Spruch:
Der Revision wird teilweise Folge gegeben.
Die angefochtene Entscheidung wird in Ansehung der Abweisung des Begehrens auf Feststellung, daß die beklagte Partei an der streitgegenständlichen Fläche kein wie immer geartetes Nutzungsrecht habe, bestätigt.
Im übrigen wird die angefochtene Entscheidung dahin abgeändert, daß das Urteil des Erstgerichtes in Punkt 1.) und in der Kostenentscheidung wiederhergestellt wird.

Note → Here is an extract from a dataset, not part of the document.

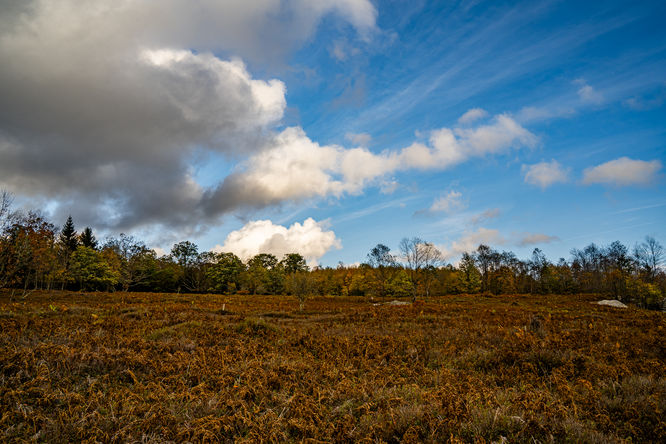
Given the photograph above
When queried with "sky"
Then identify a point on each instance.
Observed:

Die beklagte Partei ist schuldig, der klagenden Partei S 6.625,-- an Barauslagen binnen 14 Tagen zu ersetzen. Im übrigen werden die Kosten des Rechtsmittelverfahrens gegeneinander aufgehoben.
Text
Entscheidungsgründe:
Die klagende Partei ist Eigentümerin der Grundstücke 238/6 und 238/11 in EZ 1***** Grundbuch 5***** Ai*****. Die beklagte Partei ist Eigentümerin des Nachbargrundstückes 477/7. Die beklagte Partei hat die Grundstücke vom Masseverwalter im Konkurs über das Vermögen der W***** GmbH im Gesamtausmaß von 2.161 m2, dem Grundbuchsstand entsprechend erworben. Aufgrund eines Vermessungsplanes des Geometers DI Klaus F***** verläuft die Grundstücksgrenze zwischen den Grundstücken 238/11 und 477/7 in der Form, daß im westlichen Bereich hinter einer errichteten Mauer ein Zwickel in einer Breite von 1,81 m spitz zulaufend zum Grundstück 238/11 und im östlichen Bereich ein Zwickel mit einer Breite von 1,04 m spitz zulaufend zum Grundstück 238/11, insgesamt sohin eine Fläche von 17 m2 gehört. Die erwähnten Teilflächen des Grundstückes 238/11 werden von der beklagten Partei gemeinsam mit dem Grundstück 477/7 genutzt. Vor dieser Fläche befindet sich eine von der Rechtsvorgängerin der beklagten Partei errichtete Stützmauer, die die betreffende Teilfläche vom Restgrundstück abtrennt und zugleich eine Einheit zwischen dieser Teilfläche und dem Grundstück 477/7 herstellt.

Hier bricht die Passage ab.